Nonetheless, Kalkilya's residents have undergone profound social, economic and psychological changes since 1967. Although Israeli rule has been relatively unobtrusive, the grenade-proof headquarters of the military governor and his platoon of soldiers serves as an irritating reminder that Kalkilyans do not control their own destiny.
Still, the situation is not all bad. Kalkilya's economic links with Israel have brought the community a degree of prosperity that it has never known before. Early each morning, several thousand men assemble near the marketplace and pile on to scores of buses and trucks that take them to work in Israel. There they earn up to $17 a day in construction work and other manual-labor jobs--four or five times what they used to make in the citrus groves. So prized are the skilled Arab hands that some Jewish foremen in the nearby Israeli town of Kfar Saba pick them up in taxis to take them to work.

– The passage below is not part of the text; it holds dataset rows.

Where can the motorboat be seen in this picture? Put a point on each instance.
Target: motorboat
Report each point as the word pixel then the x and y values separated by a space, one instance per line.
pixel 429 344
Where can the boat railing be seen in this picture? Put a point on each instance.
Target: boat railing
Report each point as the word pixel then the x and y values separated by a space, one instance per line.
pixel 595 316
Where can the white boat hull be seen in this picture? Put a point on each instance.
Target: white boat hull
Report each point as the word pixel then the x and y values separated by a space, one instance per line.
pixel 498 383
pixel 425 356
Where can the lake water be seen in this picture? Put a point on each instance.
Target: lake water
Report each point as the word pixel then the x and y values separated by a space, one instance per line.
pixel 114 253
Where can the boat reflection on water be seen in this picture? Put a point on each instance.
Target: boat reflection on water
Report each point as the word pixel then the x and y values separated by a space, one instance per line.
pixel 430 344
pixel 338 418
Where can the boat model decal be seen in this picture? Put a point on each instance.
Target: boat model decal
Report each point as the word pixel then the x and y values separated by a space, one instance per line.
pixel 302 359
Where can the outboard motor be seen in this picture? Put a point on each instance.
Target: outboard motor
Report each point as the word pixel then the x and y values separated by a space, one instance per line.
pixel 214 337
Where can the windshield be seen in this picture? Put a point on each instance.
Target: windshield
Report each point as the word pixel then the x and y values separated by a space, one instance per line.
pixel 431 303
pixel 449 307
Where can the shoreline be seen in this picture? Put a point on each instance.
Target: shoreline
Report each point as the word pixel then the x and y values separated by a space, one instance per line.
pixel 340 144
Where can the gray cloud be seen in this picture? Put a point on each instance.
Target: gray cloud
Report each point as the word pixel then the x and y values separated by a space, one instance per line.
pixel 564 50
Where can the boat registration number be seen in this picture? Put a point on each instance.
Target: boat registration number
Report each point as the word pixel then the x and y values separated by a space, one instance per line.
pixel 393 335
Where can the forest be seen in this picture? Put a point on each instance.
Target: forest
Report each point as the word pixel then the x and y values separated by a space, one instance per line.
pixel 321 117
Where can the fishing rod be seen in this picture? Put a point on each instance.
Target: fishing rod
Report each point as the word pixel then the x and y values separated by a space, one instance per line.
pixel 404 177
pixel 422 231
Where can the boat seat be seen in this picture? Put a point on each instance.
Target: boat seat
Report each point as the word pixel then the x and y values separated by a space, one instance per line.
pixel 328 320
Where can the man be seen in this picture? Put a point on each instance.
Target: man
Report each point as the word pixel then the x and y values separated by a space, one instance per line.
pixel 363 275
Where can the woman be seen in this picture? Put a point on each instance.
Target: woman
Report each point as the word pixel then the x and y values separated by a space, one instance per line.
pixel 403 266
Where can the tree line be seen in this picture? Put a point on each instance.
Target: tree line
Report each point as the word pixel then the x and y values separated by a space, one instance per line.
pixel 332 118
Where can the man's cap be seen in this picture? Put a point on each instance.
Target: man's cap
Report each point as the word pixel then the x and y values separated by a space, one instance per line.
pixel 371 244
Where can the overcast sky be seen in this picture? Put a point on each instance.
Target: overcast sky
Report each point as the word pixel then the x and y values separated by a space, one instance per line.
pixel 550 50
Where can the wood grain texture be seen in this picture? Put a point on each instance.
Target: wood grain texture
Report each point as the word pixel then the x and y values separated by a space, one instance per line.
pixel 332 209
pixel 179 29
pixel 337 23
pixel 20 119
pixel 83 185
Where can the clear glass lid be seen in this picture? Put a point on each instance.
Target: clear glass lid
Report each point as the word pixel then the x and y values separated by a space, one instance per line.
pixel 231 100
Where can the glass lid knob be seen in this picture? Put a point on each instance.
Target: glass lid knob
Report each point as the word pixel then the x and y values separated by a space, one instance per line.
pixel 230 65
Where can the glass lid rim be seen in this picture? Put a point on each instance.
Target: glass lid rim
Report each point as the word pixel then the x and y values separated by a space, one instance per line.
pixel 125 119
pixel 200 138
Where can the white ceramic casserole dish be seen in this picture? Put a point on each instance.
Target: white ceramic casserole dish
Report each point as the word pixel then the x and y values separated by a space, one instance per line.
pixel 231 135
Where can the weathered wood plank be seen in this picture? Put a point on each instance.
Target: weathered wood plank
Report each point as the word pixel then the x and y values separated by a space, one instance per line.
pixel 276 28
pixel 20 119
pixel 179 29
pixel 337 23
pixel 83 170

Later in the morning there is a surge of traffic in the other direction as shoppers from Kfar Saba and other Israeli towns pour into the Kalkilya market to buy vegetables, fruit and textiles, which cost 20% less than comparable items in Israel. One Arab merchant, when asked if he had been able to make any Israeli friends, smiled and said: "Oh yes, I have many Israeli friends. They come and buy in my shops every week."

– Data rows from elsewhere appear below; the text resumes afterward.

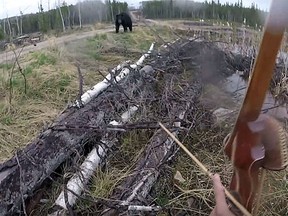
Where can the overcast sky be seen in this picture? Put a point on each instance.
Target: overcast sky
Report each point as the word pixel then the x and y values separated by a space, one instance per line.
pixel 13 7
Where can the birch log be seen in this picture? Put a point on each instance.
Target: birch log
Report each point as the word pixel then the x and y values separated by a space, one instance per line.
pixel 99 87
pixel 93 161
pixel 160 150
pixel 52 147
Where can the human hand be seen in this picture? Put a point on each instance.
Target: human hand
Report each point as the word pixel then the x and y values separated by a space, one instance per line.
pixel 221 208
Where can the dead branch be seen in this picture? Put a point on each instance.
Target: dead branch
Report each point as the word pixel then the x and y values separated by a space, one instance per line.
pixel 80 77
pixel 21 186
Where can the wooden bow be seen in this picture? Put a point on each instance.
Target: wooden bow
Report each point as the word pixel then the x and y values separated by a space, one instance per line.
pixel 257 140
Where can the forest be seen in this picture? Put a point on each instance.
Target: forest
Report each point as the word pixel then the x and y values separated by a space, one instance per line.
pixel 66 16
pixel 61 18
pixel 212 10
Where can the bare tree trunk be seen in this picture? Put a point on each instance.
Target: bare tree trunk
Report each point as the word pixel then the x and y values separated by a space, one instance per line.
pixel 4 27
pixel 63 24
pixel 9 27
pixel 68 18
pixel 21 23
pixel 18 27
pixel 112 13
pixel 79 11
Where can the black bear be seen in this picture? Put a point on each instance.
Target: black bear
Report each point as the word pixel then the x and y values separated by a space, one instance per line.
pixel 124 20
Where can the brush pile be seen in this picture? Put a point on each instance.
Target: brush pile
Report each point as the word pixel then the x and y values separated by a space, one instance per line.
pixel 168 90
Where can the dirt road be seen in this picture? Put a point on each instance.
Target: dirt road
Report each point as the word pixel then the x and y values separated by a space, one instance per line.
pixel 8 56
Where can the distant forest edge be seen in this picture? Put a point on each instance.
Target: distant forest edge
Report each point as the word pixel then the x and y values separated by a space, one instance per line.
pixel 212 10
pixel 66 16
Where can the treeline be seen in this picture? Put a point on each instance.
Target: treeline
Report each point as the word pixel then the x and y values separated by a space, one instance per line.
pixel 61 18
pixel 187 9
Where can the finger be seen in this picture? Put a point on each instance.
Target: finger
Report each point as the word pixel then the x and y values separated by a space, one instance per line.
pixel 213 213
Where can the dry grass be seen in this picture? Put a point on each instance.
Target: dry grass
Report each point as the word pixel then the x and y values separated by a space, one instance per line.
pixel 52 82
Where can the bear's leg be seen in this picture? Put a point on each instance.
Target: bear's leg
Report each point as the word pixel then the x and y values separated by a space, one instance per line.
pixel 117 28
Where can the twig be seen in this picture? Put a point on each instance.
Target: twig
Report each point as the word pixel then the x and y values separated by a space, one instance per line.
pixel 114 84
pixel 21 71
pixel 11 76
pixel 70 210
pixel 80 76
pixel 21 179
pixel 205 170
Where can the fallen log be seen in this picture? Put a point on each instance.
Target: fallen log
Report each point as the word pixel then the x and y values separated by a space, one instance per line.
pixel 25 172
pixel 93 161
pixel 160 150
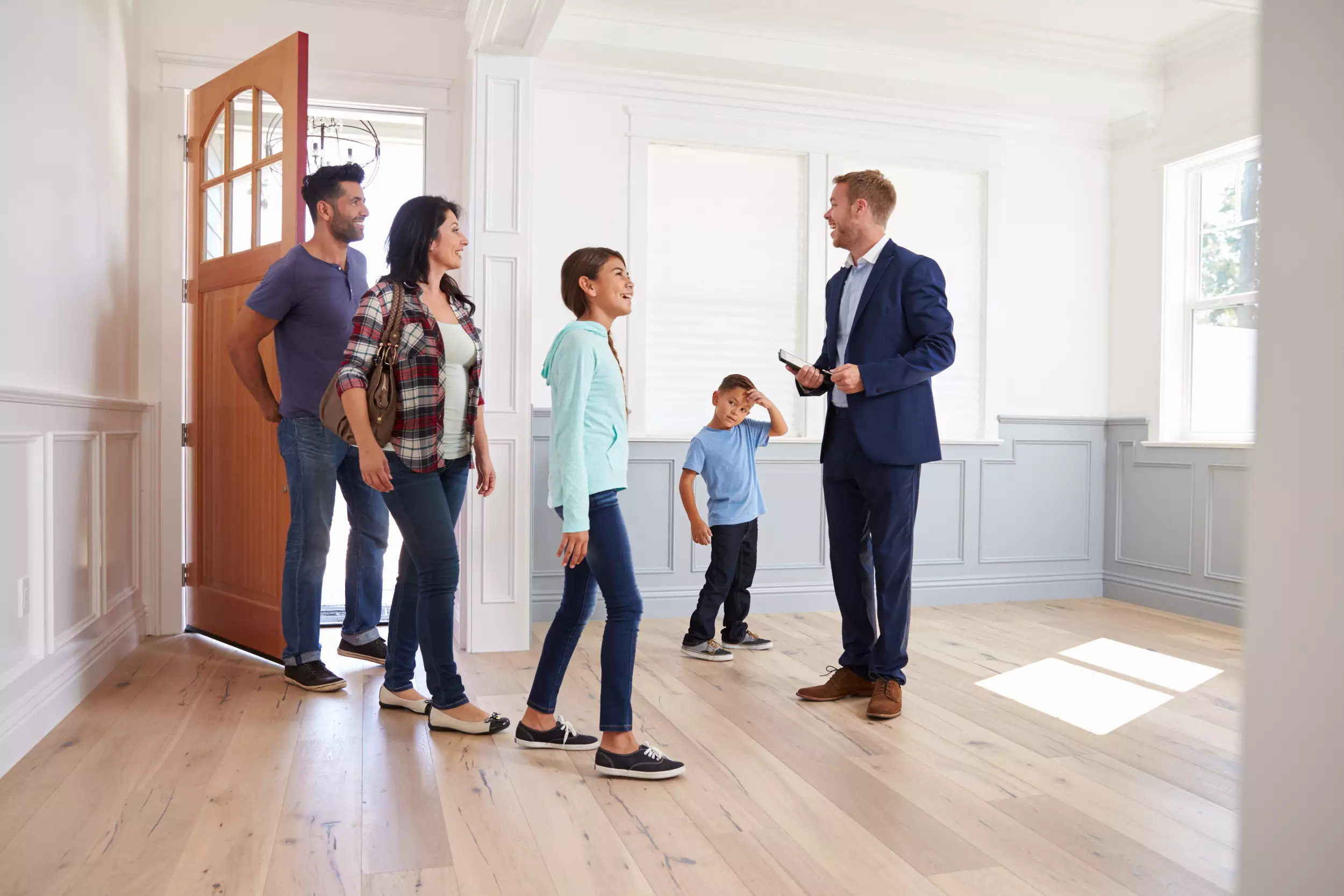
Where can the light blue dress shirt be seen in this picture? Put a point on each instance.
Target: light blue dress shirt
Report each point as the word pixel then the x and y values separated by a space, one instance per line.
pixel 850 297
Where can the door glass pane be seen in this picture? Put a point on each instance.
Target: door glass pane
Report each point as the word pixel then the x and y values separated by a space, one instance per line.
pixel 272 130
pixel 216 151
pixel 240 237
pixel 269 205
pixel 213 226
pixel 1222 396
pixel 242 131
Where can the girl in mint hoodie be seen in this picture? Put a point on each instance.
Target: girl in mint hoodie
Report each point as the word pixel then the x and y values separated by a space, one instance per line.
pixel 589 454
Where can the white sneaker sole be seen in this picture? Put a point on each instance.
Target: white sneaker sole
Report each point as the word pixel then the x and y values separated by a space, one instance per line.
pixel 534 744
pixel 643 776
pixel 695 655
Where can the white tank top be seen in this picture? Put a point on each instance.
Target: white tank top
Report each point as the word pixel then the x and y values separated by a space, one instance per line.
pixel 459 358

All this has resulted in a vastly improved standard of living for the people of Kalkilya. The town was tied into Israel's electricity grid last year after Kalkilya's old generators broke down and there was no way to get new ones from Jordan. And laborers can now afford such luxuries as television sets and gas stoves. About the only ones who have not profited are the citrus growers, who complain that they are unable to compete with Israeli industries in the high wage market. "If we speak sharply to the workers," complains Mustafa Hussein Nazzal, Kalkilya's Arab mayor and a prominent orchard owner, "they quit and find jobs in Israel."
Sentiment in Kalkilya is overwhelmingly in favor of a return to Arab rule, though some people worry that Israel's economic lures may dampen the desire in time. Says one prominent Kalkilyan: "I hope those Palestinians who go to work in Israel every day remember who they are." For the moment there seems little question of that. As one landowner puts it: "Yes, more people have work now, and the economic life is better. But economic life is not the aim of man. We must have liberty."

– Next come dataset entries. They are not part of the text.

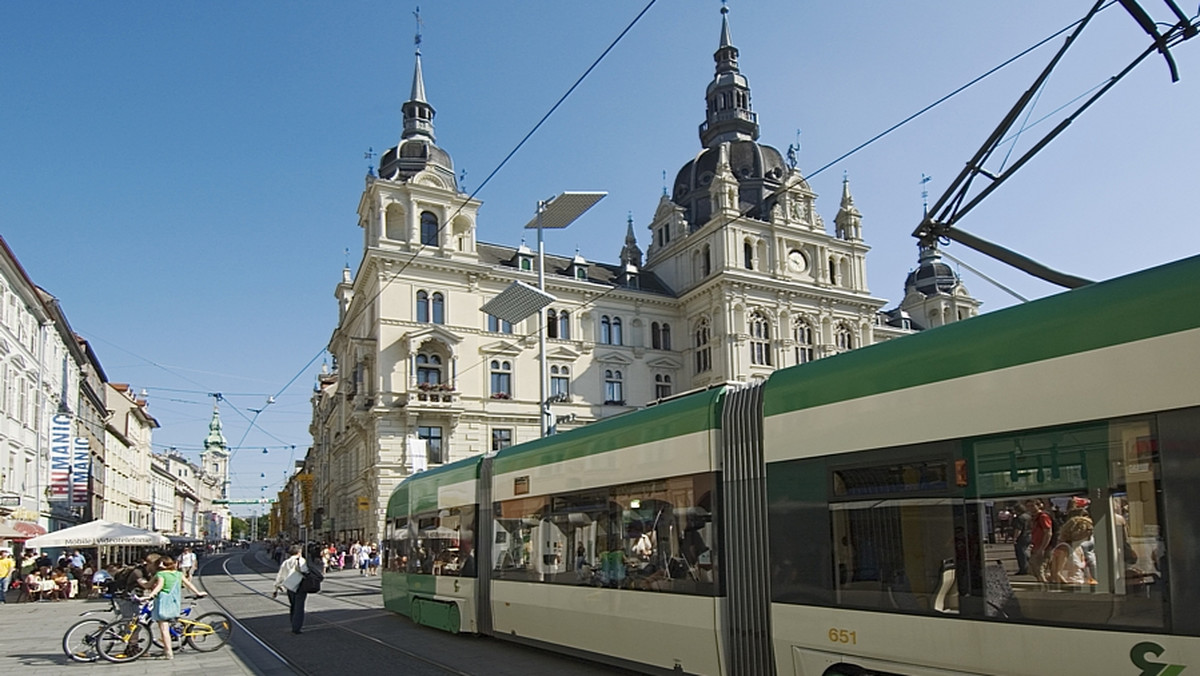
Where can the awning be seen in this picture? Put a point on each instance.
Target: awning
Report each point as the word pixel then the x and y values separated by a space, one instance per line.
pixel 28 528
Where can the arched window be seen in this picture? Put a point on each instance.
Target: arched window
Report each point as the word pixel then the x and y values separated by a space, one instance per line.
pixel 423 306
pixel 703 351
pixel 498 325
pixel 760 339
pixel 439 309
pixel 844 338
pixel 802 333
pixel 661 386
pixel 613 388
pixel 429 228
pixel 502 378
pixel 429 370
pixel 559 382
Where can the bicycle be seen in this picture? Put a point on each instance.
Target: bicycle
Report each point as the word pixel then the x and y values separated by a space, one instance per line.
pixel 130 638
pixel 79 639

Over in Kfar Saba the Israelis sense that discontent without quite knowing how to dispel it. Says Avraham Druyan, 71, a Palestinian-born Jew who speaks Arabic as well as he does Hebrew: "I have been feasted in Kalkilya and I have almost been murdered in Kalkilya. They can be our best friends and they can hate us. I know how they feel. They have never been better off--except for one thing. They live under a Jewish government. There can be no alternative to that. We Israelis must do the governing. But in my heart I am not happy about the problem."